„Broken Strings“ : Chapter 41 – Change keeps us moving on

 

Was bringt jemanden dazu, seinen Platz am Mikrofon gegen eine wenig glamouröse Rolle hinter den Kulissen einzutauschen? Mit dieser Frage konnte ich unmöglich alleine dastehen. Aber ich spürte, dass ich dieses Thema besser nicht anschnitt. Bei keinem aus der Band.

War Mikes Vorgängerin nicht klar gewesen, dass man sich sehr oft zweimal oder noch öfter im Leben begegnet, nachdem sie damals alles hingeworfen hatte? Dass Lee für ein Plattenlabel als zukünftiger Kontakt nun ihren ehemaligen Kollegen gegenüber stand, sollten diese wirklich bei dem Label unterschreiben – diese Überraschung hatte eingeschlagen wie eine Bombe. Dass sie sich auf den Deal einlassen würden, war zu erwarten, denn CeCes Angebot war einfach zu verlockend.

Vor allem für Brian, der so langsam ahnte, dass es für ihn nur eine Frage der Zeit war, bis er an seine Grenzen stieß, wenn er seine Leute selbst managte. Er verfügte zwar über eine Menge Kontakte, aber mit den richtigen Leuten im Rücken würde sich ihr Radius enorm vergrößern. Was für ein Karriereschub!

Hinzu kam außerdem noch, dass ihm nach und nach bewusst geworden war, wie gerne er früher selbst Bassgitarre gespielt hatte und wie sehr ihm die gemeinsamen Sessions fehlten, auch wenn er dies anfangs nicht hatte wahrhaben wollen. Mit Danny an der Gitarre und Mark am Bass waren sie bisher gar nicht so schlecht gefahren, aber wenn er ehrlich zu sich selbst war, so hatten ihm die Songs, die sein Bruder vor der Umbesetzung geschrieben hatte, deutlich besser gefallen.

Kein Wunder, dass der Anteil gecoverter Songs in ihren Shows immer noch so hoch war. Vielleicht war der Wechsel zu diesem Label genau die Veränderung, die sie brauchten. Er konnte sich wieder der Musik widmen und Mark dem Schreiben von Songs. Wieder und wieder hatte er den Vertrag studiert und keine Fallstricke darin finden können; und auch stundenlange Diskussionen mit seinen Jungs änderten an der Erkenntnis nichts, dass es nur einen Haken daran gab: In Zukunft würden sie Lee vor der Nase haben.

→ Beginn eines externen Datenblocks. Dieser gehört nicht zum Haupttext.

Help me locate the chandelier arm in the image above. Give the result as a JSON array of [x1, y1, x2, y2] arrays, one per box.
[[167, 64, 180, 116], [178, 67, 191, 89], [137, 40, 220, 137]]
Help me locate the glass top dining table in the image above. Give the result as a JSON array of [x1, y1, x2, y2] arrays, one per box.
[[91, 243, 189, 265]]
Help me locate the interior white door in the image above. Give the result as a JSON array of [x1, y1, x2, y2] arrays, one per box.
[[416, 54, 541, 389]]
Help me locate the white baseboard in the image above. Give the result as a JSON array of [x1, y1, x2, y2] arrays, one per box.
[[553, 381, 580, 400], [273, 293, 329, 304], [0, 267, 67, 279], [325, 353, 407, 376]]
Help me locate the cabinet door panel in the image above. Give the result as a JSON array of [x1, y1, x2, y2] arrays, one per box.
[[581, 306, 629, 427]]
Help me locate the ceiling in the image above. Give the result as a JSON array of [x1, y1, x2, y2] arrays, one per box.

Natürlich lautete das einstimmige Urteil „accept and sign“, denn sie fanden an dem relativ überschaubar gehaltenen Vertragswerk nichts auszusetzen, und dass sie ihre Tournee wie geplant beendeten, stellte dabei kein Problem dar: Viele Konzerte waren es ohnehin nicht mehr. Eine Handvoll, mehr nicht, und sie fanden in kleineren Städten entlang der Route nach Craigellachie statt.

Zum Abschluss waren sie nachmittags bei einem kleinen Sender in der Nähe von Vancouver zu Gast, gefolgt von einem zweistündigen Konzert am Abend des selben Tages.

Was tut man nicht alles für seine Leute, dachte ich, auch wenn dazu gehört, dass man hunderte von Kilometern hin und her fährt und es unter neuer Flagge im Anschluss daran direkt weitergeht?

CeCe schien keine Zeit verlieren zu wollen. Mit weiteren Auftritten bei verschiedenen Radiosendern, Konzerten rund um Vancouver und einem kurzen Auftritt in den Pausen bei einem Eishockeyspiel der Junioren der BCHL war der Terminkalender im Nu gut gefüllt. Ihrer Meinung nach bedeutete Ausruhen Stillstand, und Stillstand war keine Option. Change keeps us moving on?

Ein Motto, bei dem ich mir sicher war, es früher schon einmal gehört zu haben, von dem ich aber nicht mehr wusste, wo – es war an sich bestimmt nicht verkehrt, aber ich bezweifelte, dass damit endloses Pendeln gemeint war. Pendeln hatte ich noch nie gemocht, und dass mir das erspart bleiben würde, war das einzig Gute, das ich meiner bevorstehenden Abreise abgewinnen konnte.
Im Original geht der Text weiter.